Then came the Ohio-based For Your Health, who immediately made it clear that sitting was no longer an option. The six-piece band tore through their set with precise chaos, a flurry of serrated guitars and throat-shredding vocals that sounded like they were being exorcised through a megaphone. Their energy was furious but smart—not just catharsis for catharsis’ sake, but purpose-driven rage. You could feel it in the front row, people pushing against the stage not to mosh, but to be near it.

To bear witness. Frontperson Hayden Rodriguez moved like a wind-up toy with its gears stripped—erratic, sharp, human. A circle pit formed, but it felt less like aggression and more like a chaotic ballet of kids trying not to spill each other’s drinks. By the time they closed with “Apostasy”, Rodriguez once again encouraged the crowd to move closer to the stage to close the gap left by the pit. It was exhilarating and terrifying in the best way.

And then, finally, awakebutstillinbed.

If you’re a fan, then you already know: Shannon Taylor, also known as awakebutstillinbed, doesn’t perform so much as bleed. The minute Taylor stepped on stage, the room seemed to exhale. You could feel the weight of the night shift, the collective tension that had built up through three very different but emotionally intense sets. Upon uttering the first verses, her voice cracked in that perfect, devastating way—just enough imperfection to remind you that these songs are still alive inside her. They are not just relics of heartbreaks past. She played a mix of new material and cuts from what people call low self-esteem is really just seeing yourself the way that other people see you, each one met with quiet awe. Unlike the previous sets, people didn’t move much. There was no pit. Just eyes wide and fixed. Some swayed. Some cried. Some stood dead still.

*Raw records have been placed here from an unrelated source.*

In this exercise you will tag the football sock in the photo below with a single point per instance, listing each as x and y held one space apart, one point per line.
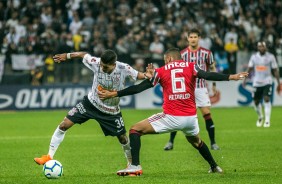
135 144
258 109
56 140
210 127
127 151
267 111
172 137
206 154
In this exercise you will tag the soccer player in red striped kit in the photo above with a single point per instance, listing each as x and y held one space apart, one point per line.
204 59
177 79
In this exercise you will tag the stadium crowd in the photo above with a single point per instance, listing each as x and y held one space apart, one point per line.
138 30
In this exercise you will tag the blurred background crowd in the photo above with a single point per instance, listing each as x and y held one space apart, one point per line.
138 30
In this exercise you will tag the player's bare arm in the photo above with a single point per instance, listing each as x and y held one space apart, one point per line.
275 73
213 69
221 77
148 74
250 69
65 56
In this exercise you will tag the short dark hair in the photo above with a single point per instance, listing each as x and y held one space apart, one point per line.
194 31
108 57
174 52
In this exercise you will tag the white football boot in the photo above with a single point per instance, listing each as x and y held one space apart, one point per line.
131 170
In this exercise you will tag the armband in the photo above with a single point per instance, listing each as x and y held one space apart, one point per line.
68 56
145 76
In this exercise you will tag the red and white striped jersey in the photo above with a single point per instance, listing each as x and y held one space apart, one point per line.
202 57
262 65
113 81
177 79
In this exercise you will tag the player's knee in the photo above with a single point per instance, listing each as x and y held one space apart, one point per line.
266 99
65 124
207 116
133 131
123 139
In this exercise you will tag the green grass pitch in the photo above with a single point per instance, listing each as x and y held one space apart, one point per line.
248 154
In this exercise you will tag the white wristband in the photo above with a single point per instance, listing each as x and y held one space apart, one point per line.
68 56
145 76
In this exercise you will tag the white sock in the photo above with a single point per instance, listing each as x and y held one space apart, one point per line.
56 140
127 151
258 109
267 111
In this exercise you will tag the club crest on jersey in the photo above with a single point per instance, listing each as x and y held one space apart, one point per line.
116 78
72 111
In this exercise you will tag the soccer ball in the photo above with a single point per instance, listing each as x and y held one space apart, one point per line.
53 169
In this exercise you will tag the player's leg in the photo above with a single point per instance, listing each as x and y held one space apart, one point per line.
203 102
209 126
57 138
135 133
125 144
113 125
258 94
169 144
76 115
267 90
203 149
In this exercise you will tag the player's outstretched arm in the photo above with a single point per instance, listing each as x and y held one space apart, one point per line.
65 56
221 77
275 73
131 90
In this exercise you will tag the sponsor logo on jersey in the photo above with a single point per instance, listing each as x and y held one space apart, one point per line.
72 111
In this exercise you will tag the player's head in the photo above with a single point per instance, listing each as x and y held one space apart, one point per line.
193 37
261 47
171 55
108 61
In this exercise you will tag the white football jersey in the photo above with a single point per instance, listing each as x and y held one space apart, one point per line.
113 81
262 65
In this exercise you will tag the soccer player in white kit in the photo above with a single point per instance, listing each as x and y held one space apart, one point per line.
177 79
108 74
204 59
263 64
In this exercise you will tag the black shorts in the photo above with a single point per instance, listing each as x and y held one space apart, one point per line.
260 92
111 124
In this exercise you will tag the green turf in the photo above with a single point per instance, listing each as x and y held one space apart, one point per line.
248 154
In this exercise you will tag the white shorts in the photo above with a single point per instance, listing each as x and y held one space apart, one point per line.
163 123
202 97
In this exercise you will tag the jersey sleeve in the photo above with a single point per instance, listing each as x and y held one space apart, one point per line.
156 78
251 62
91 62
210 58
195 69
130 72
273 62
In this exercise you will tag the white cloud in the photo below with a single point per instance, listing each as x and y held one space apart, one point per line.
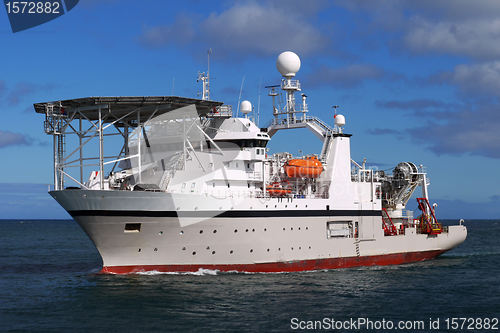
480 79
475 38
245 28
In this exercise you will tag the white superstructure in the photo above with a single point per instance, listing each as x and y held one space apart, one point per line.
194 187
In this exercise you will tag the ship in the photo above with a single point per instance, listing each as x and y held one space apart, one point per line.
183 184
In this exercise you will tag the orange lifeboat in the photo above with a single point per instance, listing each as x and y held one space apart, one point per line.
277 190
309 167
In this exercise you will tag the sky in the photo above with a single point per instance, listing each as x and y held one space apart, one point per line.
417 81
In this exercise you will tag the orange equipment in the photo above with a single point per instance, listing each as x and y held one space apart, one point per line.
277 190
309 167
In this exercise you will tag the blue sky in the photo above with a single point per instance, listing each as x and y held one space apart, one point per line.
417 81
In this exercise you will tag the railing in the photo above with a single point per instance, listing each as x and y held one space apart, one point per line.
223 111
290 84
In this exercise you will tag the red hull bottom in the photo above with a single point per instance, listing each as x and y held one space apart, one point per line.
289 266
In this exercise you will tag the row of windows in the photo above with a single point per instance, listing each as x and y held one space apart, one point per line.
251 250
241 143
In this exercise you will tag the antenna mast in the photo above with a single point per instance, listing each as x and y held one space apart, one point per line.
205 79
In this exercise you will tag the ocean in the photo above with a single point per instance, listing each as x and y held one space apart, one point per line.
49 282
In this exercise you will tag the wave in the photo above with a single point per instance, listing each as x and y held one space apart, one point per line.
199 272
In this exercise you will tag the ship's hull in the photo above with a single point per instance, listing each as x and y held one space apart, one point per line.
289 266
254 236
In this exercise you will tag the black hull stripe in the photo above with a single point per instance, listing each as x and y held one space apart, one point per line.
229 213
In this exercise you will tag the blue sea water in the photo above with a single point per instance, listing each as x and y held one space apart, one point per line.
49 282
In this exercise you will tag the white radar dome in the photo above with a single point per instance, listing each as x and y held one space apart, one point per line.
288 64
245 107
339 120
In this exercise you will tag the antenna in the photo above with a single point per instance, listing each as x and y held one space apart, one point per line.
208 74
239 98
335 107
258 103
205 79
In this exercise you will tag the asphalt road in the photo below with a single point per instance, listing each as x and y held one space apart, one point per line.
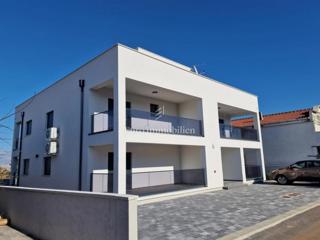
305 226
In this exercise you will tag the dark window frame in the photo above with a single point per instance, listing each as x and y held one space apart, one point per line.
28 127
26 166
110 161
50 119
129 161
154 108
47 166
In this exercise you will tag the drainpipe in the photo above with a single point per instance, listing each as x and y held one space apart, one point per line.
20 148
81 85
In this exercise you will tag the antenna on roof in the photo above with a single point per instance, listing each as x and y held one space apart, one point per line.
195 69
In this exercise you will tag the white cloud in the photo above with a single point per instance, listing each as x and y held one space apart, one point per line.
5 158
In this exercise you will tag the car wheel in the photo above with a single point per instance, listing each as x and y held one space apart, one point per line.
283 180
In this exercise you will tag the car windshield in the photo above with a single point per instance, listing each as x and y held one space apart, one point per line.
298 165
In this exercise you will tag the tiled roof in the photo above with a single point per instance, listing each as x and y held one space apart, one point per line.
302 114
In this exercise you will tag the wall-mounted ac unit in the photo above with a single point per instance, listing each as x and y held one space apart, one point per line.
52 133
51 148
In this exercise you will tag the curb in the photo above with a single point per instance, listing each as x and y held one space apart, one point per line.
269 223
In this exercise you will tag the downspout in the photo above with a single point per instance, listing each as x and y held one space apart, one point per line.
20 148
81 85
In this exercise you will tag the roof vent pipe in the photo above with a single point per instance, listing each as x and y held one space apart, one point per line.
195 69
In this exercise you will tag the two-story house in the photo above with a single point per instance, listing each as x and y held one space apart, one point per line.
130 119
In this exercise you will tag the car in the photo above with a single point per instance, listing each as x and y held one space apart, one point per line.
307 170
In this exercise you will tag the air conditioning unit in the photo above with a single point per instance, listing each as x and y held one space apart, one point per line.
51 148
52 133
316 118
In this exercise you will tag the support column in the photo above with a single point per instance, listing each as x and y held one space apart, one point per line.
207 160
258 127
243 165
119 130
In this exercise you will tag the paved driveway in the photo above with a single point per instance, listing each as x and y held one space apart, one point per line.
7 233
213 215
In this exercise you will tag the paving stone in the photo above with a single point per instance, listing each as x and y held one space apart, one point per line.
215 214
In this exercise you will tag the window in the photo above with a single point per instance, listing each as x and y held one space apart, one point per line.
47 166
110 104
128 161
26 167
28 127
154 108
110 161
50 119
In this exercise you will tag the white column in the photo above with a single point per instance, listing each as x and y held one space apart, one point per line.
119 130
207 160
258 127
243 165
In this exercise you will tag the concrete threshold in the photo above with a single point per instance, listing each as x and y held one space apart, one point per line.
269 223
173 195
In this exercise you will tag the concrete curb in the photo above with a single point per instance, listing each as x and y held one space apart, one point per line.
173 195
271 222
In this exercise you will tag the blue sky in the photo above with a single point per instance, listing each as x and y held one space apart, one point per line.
270 48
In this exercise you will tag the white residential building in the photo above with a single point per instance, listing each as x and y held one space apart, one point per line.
135 121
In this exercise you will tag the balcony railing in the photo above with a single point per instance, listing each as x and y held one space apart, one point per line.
138 120
102 122
228 131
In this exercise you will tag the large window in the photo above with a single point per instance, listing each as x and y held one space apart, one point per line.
129 161
154 108
50 119
110 161
47 166
28 127
26 163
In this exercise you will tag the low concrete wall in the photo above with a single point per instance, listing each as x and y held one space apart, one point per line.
102 182
53 214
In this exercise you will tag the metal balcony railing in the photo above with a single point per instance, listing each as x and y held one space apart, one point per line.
228 131
138 120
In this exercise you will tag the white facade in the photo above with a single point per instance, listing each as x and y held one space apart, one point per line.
134 79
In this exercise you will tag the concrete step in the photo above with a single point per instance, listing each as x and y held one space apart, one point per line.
234 185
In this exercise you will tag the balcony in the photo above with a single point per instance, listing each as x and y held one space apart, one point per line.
228 131
138 120
143 121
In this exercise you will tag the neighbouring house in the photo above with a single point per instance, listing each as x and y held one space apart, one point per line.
130 119
288 137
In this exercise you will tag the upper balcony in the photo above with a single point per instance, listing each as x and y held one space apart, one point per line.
229 128
138 120
149 109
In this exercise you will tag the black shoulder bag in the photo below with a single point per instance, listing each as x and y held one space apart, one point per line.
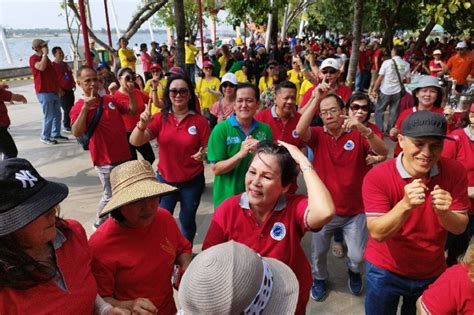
86 137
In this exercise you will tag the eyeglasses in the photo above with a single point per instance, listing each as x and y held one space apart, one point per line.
181 92
226 85
356 107
330 112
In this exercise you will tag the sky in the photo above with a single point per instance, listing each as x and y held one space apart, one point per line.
24 14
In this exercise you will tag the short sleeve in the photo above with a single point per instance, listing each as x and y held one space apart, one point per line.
376 200
216 149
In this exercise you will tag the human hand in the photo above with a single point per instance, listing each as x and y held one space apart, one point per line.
415 193
440 199
143 306
18 98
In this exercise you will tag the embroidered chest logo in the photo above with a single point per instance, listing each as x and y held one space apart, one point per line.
26 178
278 231
349 146
192 130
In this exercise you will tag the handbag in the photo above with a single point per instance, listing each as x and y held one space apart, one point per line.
86 137
402 91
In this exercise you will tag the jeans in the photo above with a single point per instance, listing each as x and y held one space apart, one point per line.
50 104
104 176
383 101
354 230
189 197
67 101
7 145
190 69
384 289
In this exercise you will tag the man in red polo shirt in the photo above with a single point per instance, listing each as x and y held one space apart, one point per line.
340 148
48 92
108 143
411 202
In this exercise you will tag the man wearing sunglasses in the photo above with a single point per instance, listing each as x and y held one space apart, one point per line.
460 66
341 148
329 73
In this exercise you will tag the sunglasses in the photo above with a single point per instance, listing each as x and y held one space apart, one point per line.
356 107
181 92
226 85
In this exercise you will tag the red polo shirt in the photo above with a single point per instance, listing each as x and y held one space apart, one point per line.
340 163
5 96
462 150
73 258
64 75
45 81
278 237
177 142
451 293
108 144
416 251
280 131
343 91
130 121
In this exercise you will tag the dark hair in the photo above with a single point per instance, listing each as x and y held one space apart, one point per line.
288 167
20 271
398 50
357 96
437 102
166 94
285 85
82 68
339 100
55 49
248 85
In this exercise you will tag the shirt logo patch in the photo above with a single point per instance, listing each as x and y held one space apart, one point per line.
232 140
349 146
192 130
278 231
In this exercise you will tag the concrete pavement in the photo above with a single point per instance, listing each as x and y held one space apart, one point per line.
68 163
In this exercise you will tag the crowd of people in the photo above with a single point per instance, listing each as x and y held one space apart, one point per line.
260 118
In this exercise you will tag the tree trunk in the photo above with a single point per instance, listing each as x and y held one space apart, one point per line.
180 32
424 34
357 34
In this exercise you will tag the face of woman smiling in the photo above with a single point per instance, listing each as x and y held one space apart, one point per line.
263 181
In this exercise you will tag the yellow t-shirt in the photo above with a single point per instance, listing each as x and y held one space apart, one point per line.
264 85
159 92
125 53
190 52
205 98
305 86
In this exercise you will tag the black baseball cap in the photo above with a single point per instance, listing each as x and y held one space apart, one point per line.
25 195
425 124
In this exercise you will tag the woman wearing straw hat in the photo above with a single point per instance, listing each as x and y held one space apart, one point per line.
231 278
45 262
182 137
427 95
269 221
135 250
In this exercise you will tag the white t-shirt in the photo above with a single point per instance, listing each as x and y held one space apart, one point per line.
390 84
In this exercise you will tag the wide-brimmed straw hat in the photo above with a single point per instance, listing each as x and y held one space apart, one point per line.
231 278
25 195
133 181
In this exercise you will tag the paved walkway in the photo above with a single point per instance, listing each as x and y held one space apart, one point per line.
69 164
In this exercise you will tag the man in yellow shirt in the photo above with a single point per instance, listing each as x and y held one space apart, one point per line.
190 52
126 55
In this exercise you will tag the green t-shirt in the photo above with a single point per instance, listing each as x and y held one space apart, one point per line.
224 142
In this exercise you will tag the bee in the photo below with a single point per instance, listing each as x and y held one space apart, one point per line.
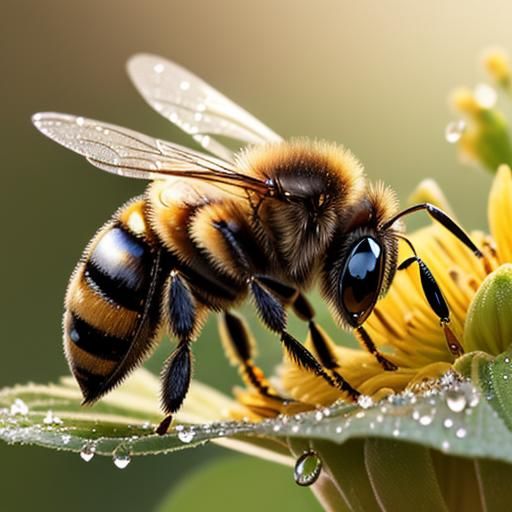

The most powerful moment of the night came halfway through their set, when Taylor played “Life,” alone on stage with just a guitar. The arcade machines, for once, were silent. A hush fell over the room, and you could hear every lyric, every tremble. “I’m still learning how to live without apologizing for existing,” she sang, and someone in the back whispered, “Fuck,” under their breath. That about summed it up.

awakebutstillinbed’s power has always been a refusal to flinch. The lyrics don’t shy away from mental illness, gender dysphoria, loneliness, or self-hate—but they also don’t wallow. There’s survival in those songs. Defiance. On this night, it felt like we weren’t just watching a band—we were watching someone survive in real time and inviting us to do the same.

As the last notes rang out and the band stepped off stage, there wasn’t a roar of applause. There was something softer. A mutual understanding. This wasn’t a night for victory laps or curtain calls. It was a night for showing up, for feeling everything all at once, for letting go.

X-Ray Arcade has seen its share of rowdy punk shows and big feelings, but this one will sit with people for a while. It wasn’t just a show. It was a reminder that sometimes, the loudest thing a band can do is tell the truth—and let the rest of us scream it back.